Webbed Beats: Internet Radio
Like most new or up‑and‑coming labels, Aerosolik have fully embraced the Internet as a promotional tool. Their extensive web site (www.aerosolikrecords.co.uk" target="_blank) allows Jez to preview forthcoming tracks, sell direct to the public, and promote a nifty line in label merchandise, including T shirts, caps and the (in)famous Aerosolik mug. The site is also home to Aerosolik web radio: four pre‑recorded shows that stream in RealAudio. The 45‑minute shows are updated regularly and range from mixes by established artists like Skint Records' Scratchy Muffin to their very own relaxed, in‑house showcases of UK hip‑hop/beats talent, both signed and unsigned. Jez explains how the shows come about: "Firstly, we like to work in a relaxed atmosphere. We have a laugh and never want the shows to become a chore.

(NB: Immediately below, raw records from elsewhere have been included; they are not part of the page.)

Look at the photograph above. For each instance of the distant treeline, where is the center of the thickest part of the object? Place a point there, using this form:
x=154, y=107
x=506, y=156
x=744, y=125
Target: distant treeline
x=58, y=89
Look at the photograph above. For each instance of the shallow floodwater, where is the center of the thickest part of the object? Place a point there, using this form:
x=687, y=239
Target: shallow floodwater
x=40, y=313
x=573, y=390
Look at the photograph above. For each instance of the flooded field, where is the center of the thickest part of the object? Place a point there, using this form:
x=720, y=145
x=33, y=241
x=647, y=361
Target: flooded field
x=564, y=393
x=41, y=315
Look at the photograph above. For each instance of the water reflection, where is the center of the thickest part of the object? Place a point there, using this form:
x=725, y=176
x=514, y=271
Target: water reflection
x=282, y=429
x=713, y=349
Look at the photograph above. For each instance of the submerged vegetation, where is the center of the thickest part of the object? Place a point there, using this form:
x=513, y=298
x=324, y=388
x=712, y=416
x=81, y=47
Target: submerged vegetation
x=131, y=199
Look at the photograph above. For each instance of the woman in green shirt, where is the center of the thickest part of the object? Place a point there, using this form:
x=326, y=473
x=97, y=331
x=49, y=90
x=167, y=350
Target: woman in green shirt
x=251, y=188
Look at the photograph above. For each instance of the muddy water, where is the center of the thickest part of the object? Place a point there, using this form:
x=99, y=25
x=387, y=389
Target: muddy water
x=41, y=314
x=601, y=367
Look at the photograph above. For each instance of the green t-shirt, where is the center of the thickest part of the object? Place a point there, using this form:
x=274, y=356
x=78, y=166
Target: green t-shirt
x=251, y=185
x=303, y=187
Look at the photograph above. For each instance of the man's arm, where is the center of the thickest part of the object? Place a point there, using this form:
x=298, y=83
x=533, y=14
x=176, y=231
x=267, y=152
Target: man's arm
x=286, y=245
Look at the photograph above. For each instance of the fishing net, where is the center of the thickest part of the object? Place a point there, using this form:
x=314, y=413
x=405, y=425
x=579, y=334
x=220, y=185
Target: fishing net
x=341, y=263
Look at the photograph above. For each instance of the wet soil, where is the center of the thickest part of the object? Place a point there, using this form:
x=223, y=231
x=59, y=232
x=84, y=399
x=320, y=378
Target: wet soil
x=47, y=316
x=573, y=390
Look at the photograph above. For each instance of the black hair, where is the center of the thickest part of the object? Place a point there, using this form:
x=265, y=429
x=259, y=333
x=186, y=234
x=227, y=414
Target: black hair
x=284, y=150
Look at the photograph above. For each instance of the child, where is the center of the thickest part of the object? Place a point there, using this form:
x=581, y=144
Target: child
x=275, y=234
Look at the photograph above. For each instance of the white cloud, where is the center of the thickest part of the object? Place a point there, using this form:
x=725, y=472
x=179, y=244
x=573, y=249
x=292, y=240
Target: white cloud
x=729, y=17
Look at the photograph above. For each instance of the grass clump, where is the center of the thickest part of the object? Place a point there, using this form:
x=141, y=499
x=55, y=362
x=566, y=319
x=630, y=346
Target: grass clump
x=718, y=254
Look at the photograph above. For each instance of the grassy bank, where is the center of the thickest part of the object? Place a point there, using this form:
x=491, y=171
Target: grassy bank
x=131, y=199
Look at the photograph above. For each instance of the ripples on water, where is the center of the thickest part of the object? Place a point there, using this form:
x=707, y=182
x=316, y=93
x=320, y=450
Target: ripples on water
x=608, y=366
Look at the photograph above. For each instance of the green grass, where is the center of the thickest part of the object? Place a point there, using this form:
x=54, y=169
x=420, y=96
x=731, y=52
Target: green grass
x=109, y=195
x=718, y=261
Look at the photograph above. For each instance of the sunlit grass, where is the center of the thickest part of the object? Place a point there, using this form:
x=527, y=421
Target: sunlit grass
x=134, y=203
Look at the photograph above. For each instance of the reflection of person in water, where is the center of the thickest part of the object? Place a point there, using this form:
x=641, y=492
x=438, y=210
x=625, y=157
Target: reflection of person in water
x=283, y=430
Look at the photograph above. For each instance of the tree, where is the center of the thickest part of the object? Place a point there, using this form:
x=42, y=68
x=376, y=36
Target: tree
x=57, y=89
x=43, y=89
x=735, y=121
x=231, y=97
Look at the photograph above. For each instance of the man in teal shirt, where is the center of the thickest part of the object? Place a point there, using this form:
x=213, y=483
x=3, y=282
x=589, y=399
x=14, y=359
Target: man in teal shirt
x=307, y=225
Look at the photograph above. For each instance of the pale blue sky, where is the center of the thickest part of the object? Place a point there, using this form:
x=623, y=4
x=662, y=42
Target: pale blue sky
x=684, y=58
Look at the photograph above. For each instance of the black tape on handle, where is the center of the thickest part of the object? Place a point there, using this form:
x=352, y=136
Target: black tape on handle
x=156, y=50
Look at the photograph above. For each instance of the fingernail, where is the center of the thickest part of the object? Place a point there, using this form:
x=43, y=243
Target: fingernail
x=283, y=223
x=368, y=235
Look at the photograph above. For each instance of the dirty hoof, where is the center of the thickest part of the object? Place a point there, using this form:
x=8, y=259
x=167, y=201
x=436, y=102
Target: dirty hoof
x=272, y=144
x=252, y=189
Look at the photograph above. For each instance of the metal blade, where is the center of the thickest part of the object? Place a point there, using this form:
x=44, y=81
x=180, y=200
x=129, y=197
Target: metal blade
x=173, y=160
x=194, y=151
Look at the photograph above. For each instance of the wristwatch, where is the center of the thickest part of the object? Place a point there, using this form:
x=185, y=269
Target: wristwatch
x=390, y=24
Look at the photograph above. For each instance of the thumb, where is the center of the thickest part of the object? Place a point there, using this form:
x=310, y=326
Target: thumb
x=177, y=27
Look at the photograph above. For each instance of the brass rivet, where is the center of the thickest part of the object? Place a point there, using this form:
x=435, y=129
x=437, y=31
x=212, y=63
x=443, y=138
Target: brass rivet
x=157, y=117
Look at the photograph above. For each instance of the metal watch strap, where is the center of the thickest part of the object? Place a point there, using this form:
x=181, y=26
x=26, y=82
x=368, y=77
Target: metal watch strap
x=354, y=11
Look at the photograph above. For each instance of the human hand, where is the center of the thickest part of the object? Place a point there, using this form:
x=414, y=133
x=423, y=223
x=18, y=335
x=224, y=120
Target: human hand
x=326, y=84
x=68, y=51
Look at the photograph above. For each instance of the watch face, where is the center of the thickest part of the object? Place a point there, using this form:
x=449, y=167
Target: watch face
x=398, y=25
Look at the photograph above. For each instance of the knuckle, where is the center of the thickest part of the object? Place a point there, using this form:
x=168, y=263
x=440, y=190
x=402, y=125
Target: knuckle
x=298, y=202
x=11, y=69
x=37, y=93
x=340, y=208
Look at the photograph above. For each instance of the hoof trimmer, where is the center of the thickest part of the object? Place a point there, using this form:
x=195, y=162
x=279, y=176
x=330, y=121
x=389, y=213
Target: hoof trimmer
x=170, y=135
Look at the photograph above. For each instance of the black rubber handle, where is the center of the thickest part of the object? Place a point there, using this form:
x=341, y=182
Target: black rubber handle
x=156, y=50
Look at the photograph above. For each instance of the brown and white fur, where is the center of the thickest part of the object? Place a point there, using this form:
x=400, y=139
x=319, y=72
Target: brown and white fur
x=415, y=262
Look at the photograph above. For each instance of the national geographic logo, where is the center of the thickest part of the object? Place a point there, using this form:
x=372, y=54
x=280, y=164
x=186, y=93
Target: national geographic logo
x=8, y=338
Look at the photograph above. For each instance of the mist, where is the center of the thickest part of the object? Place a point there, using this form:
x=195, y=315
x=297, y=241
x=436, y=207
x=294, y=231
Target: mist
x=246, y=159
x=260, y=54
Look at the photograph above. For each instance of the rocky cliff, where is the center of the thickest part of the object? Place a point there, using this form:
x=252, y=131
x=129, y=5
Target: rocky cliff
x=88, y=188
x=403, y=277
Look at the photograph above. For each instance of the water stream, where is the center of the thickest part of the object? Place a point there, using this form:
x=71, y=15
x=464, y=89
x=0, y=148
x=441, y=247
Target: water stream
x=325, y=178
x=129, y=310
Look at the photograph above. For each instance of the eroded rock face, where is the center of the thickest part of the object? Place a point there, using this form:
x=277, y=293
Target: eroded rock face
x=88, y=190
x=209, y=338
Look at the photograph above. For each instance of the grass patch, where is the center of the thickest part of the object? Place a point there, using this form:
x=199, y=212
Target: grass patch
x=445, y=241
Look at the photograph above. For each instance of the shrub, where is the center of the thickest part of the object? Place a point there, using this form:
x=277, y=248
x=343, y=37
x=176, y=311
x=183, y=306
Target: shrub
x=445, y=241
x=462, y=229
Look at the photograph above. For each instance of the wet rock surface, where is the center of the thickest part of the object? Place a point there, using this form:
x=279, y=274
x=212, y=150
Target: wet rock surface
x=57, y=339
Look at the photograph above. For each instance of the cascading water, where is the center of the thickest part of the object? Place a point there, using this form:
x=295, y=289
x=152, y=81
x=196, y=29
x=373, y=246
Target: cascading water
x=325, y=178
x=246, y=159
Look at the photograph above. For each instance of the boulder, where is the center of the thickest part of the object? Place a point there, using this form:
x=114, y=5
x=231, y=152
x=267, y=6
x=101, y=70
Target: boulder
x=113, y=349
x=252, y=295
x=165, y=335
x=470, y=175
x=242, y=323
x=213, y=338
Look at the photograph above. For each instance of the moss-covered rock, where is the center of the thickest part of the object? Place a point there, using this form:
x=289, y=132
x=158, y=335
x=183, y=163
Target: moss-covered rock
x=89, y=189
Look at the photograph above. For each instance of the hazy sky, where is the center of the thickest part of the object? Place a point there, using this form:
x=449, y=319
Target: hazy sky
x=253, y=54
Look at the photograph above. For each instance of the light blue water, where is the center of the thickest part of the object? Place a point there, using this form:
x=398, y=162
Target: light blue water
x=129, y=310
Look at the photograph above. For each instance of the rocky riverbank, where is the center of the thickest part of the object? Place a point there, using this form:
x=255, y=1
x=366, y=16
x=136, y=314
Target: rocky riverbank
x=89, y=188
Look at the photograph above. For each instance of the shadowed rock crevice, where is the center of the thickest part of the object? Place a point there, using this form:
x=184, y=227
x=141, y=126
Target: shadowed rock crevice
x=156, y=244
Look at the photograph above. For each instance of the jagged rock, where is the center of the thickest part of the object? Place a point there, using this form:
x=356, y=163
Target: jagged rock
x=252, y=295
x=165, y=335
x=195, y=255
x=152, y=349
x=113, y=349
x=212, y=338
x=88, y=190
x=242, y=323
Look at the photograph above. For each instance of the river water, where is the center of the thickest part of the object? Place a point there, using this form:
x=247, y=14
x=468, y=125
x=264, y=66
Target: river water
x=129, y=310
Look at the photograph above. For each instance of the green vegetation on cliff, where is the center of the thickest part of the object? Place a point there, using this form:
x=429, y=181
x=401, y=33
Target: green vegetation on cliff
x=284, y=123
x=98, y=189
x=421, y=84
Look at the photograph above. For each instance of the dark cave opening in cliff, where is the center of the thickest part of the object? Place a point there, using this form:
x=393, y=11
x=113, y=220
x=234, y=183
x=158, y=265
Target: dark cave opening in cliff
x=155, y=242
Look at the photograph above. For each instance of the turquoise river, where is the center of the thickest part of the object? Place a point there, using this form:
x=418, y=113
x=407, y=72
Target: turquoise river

"Each show is recorded live, straight to the Tascam DA20. The only processing we use is our dbx 266XL compressor/gate, which puts a subtle limiter on the mix. Then if we're happy with the show's levels and content we'll burn it on to an audio CD and pass it onto our web designer, Tye Brown." The audio CD is then converted to AIFF format, then again to RealAudio. This file (of about 30Mb) is uploaded to Aerosolik's RealAudio server, that allows multiple audio streams to be downloaded at the same time. In fact, it was after seeing an earlier SOS Readerzone feature (December 2000, featuring UK Garage FM) that Jez settled on a server based in Atlanta USA. "Apart from a few teething difficulties, such as the time difference, it all seems to work perfectly."